Airlines face 15.6% rise in Heathrow charges
London's crowded Heathrow airport might be allowed to charge airlines 15.6 per cent more next year, Britain's aviation regulator said yesterday, but in return it wants better service and less queuing at security points.
Airlines reacted angrily to the final proposals from the Civil Aviation Authority (CAA), which would also allow Heathrow's operator BAA to raise charges by 8.2 per cent at London's second airport, Gatwick.
Heathrow has become a headache for airlines and travellers alike, particularly since security was tightened in August last year when police foiled a plot to bomb transatlantic airliners using liquid explosives.

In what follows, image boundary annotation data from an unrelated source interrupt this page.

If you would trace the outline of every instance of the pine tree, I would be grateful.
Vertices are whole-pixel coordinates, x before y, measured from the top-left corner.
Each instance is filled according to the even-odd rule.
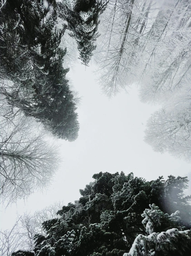
[[[53,134],[72,141],[78,136],[78,114],[66,77],[69,69],[63,67],[66,50],[59,47],[66,27],[56,28],[57,4],[48,3],[47,9],[40,0],[7,0],[1,8],[0,78],[14,83],[0,92]]]
[[[183,193],[188,182],[186,178],[171,176],[163,181],[161,176],[148,182],[134,177],[132,173],[125,175],[122,172],[120,174],[101,172],[93,177],[94,181],[80,189],[82,196],[79,200],[64,206],[58,212],[58,218],[42,223],[46,236],[36,235],[33,250],[36,256],[48,246],[53,248],[57,256],[122,256],[132,246],[135,254],[134,255],[138,256],[139,253],[151,255],[156,246],[156,251],[159,254],[156,255],[159,256],[160,252],[165,251],[164,244],[167,245],[168,253],[160,255],[174,256],[170,254],[174,251],[170,250],[169,238],[172,245],[178,244],[179,241],[183,243],[184,249],[174,251],[180,253],[179,255],[188,251],[190,231],[186,229],[191,228],[188,213],[191,206],[188,206],[190,197],[184,196]],[[179,189],[174,190],[173,188],[177,187]],[[179,205],[181,208],[179,211],[172,212],[172,208],[166,207],[172,193],[174,208]],[[157,204],[161,210],[155,206]],[[149,205],[151,210],[145,210]],[[187,222],[181,219],[186,205]],[[70,249],[67,250],[64,238],[71,231],[75,232],[75,237],[70,241]],[[157,243],[156,239],[159,238],[160,242]],[[145,250],[142,251],[142,240],[145,242]],[[132,246],[133,242],[137,244],[137,247]],[[134,248],[137,247],[136,251]],[[133,251],[131,249],[130,253]],[[145,251],[146,254],[143,254]]]
[[[82,64],[88,66],[96,46],[94,42],[99,17],[109,0],[64,0],[58,4],[59,16],[68,22],[70,35],[77,42]]]
[[[169,215],[154,204],[149,206],[151,210],[146,209],[142,215],[149,235],[139,235],[129,253],[123,256],[191,255],[191,230],[178,226],[178,211]]]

Queues, delays and lost baggage have become commonplace. The airport's runways are 99 per cent full and its terminals are struggling with 67 million passengers a year, around 40 per cent more than they were designed to handle. "Passengers and airlines deserve better than they have been provided with at Heathrow and Gatwick in recent years, but need to recognise that improvements have to be paid for," said the CAA's director of economic regulation Harry Bush. Airlines said the regulator was rewarding BAA, a division of Spain's Ferrovial, for its failures. The CAA is proposing setting the cap at £11.97 per passenger at Heathrow for 2008/2009 and at £6.07 at Gatwick.
Over the following four years, BAA should be able to raise charges by inflation plus 7.5 per cent at Heathrow and by inflation plus two per cent at Gatwick, it added.
Ferrovial said the price increases were not enough and its BAA unit said: "We do not believe these proposals yet recognise the scale of what is required and the risk involved".